Anyway, the lights are automatic, they cycle in the same pattern around the 3 states and the walk/cycle pedestrian lights follow that pattern. However, if a pedestrian presees the button, then after the extra stream of traffic from the shops has gone, an extra state is added where no cars can go in any direction and all of the pedestrian walk/cycle lights come on briefly allowi g pedestrians to cross in all directions.

Always found that mildly interesting.

[–] Usul_00_@lemmy.world 3 points 11 months ago (1 children)

I think you have the elevator example crossed. My random testing suggests the door open button always works. The close button sometimes is as you say, just to make people feel like they have a measure of control.

[–] Buddahriffic@lemmy.world 1 points 11 months ago

I think I've only seen one elevator that didn't do anything immediately after pressing the close door button.

[–] Buddahriffic@lemmy.world 1 points 11 months ago

I think traffic lights depend on the skill of the person setting them up. They've got a bunch of sensors (car waiting over magnetic sensor, visual sensor detects something other than road in magic area, pedestrian button pressed, time of day, timer since last transition, emergency vehicle override) as input and different intersection states as output.

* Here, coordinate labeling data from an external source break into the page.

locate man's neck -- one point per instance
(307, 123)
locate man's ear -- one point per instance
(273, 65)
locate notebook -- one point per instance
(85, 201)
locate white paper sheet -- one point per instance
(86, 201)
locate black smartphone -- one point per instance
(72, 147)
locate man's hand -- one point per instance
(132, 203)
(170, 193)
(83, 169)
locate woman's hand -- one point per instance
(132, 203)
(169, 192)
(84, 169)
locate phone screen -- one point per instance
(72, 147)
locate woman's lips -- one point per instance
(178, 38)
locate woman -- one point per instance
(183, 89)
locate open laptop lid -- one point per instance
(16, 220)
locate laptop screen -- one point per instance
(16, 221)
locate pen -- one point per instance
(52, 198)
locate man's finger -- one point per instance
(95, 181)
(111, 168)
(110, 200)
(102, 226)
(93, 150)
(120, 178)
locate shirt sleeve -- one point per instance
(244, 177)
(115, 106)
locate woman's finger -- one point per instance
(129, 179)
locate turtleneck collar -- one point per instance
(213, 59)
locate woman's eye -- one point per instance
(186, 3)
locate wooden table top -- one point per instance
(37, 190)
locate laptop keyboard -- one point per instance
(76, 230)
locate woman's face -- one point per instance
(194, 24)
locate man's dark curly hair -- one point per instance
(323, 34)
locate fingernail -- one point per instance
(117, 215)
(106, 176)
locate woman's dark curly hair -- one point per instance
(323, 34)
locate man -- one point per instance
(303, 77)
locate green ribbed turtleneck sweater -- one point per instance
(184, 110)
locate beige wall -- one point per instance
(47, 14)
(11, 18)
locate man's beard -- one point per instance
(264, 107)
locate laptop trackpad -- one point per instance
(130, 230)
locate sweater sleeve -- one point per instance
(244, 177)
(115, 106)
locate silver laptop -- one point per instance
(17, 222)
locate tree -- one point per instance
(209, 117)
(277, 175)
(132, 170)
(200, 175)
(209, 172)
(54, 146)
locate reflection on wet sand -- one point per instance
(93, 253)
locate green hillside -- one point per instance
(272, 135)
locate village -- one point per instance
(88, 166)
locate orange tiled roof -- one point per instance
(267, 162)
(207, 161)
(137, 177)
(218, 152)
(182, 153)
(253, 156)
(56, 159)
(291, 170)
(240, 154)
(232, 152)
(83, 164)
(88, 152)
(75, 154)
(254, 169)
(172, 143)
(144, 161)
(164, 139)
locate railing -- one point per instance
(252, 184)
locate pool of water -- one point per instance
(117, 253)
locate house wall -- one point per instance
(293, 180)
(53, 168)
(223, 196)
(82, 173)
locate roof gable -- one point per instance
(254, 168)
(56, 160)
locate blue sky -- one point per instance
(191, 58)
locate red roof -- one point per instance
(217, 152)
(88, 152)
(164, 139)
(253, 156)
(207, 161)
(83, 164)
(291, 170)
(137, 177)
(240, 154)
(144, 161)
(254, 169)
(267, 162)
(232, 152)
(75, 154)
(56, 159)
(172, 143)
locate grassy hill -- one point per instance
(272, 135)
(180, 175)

Someone could program a cycle to just ignore all of the sensors and run through the various states on a timer. Or they could make a more complex cycle loop that lengthens the main state at night, switches sooner if a sensor is triggered, and tries to be smart about it. Or you could go for an even more complex statistical model that not only takes sensor states into account but tries to predict those sensors for even more accuracy.

My guess is that there's great variance in both the skills of the person doing the programming and their managers and politicians/administrators calling the shots. And that variance in skill includes ones who don't bother trying anything more complex than the defaults as well as those who do but aren't good at it (eg: I've noticed that some intersections make their main cycle longer at night and don't cycle unless someone is waiting but make them wait longer than they would during the day when night time means that interrupting the main cycle affects fewer people so they make people wait on the side streets for no good reason).

And there's also the question of persistence. If they need to be reprogrammed any time the power goes out, they might just go with the easier route if they can't restore backups.

[–] DogMuffins@discuss.tchncs.de 3 points 11 months ago (1 children)

I've never encountered a traffic crossing that cycles when there's no one waiting.

[–] octoperson@sh.itjust.works 1 points 11 months ago

I think they're regional. I don't remember seeing one either, but I don't know if that's because I haven't encountered it, or because I didn't notice.